Dalla riunione della BCE esce un messaggio chiaro: c’è una ricalibratura del programma di acquisto dei titoli, ma non è indicata alcuna data per la fine del Quantitative easing. Nel 2018, il ritmo mensile degli acquisti sarà dimezzato (da 60 a 30 miliardi al mese), ma resta l’opzione di prolungarli e addirittura di aumentarli nuovamente, se necessario.
Insomma, allungare la vita al Qe significa rinviare il rialzo dei tassi. E quando finirà, e anche quando i tassi dovessero risalire, la BCE potrà comunque continuare a reinvestire i titoli scaduti.
L’obiettivo è noto: riportare l’inflazione al 2% sostenendo la domanda interna per ridurre l’output gap e far crescere i salari.

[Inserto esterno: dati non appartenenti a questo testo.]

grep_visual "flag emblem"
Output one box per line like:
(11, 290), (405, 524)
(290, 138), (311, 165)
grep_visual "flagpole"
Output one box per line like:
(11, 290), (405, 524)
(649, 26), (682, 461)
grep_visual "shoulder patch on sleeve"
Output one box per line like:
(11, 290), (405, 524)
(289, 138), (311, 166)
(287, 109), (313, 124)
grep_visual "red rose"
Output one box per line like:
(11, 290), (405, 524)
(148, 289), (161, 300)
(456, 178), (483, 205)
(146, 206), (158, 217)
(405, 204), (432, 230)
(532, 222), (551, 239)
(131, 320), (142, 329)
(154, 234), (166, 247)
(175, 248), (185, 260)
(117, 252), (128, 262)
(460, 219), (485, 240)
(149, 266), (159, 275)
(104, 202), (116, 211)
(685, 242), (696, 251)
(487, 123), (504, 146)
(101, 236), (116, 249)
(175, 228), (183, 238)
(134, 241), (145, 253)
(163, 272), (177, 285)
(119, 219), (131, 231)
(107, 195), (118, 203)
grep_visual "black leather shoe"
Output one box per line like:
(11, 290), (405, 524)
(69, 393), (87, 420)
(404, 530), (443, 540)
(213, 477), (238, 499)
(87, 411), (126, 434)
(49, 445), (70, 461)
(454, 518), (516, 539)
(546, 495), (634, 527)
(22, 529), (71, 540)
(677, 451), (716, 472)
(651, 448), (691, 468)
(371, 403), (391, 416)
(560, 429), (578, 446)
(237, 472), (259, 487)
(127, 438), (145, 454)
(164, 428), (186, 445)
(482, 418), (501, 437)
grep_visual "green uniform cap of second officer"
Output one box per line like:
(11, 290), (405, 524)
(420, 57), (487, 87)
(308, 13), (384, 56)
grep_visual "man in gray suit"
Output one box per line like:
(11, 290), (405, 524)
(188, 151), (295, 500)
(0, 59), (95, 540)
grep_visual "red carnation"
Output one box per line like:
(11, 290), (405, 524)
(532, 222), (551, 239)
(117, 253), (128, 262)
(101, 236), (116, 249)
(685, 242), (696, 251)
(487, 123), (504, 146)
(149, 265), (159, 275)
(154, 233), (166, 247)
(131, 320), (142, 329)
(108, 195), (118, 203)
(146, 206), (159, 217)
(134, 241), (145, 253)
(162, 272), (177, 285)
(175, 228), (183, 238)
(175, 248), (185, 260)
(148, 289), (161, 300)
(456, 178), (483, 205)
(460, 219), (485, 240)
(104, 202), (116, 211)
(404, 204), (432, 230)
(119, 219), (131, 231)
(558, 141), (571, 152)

Un’impresa da realizzare senza alcun aiuto della politica fiscale.
Quel che la banca centrale può fare è mantenere basso il costo del credito, contando sulla domanda estera per avviare un effetto moltiplicativo delle esportazioni sulla domanda interna. Per questo Draghi ha rinviato l’apprezzamento dell’euro, che rimane comunque nello scenario.
La BCE sa di essere il maggior collante dell’Eurozona e sa che l’incompletezza della moneta unica giustifica, e anzi esige, l’anomalia di una banca centrale che acquista e garantisce, seppur condizionatamente, i debiti dei paesi membri. Sarà così finché non ci sarà un titolo europeo.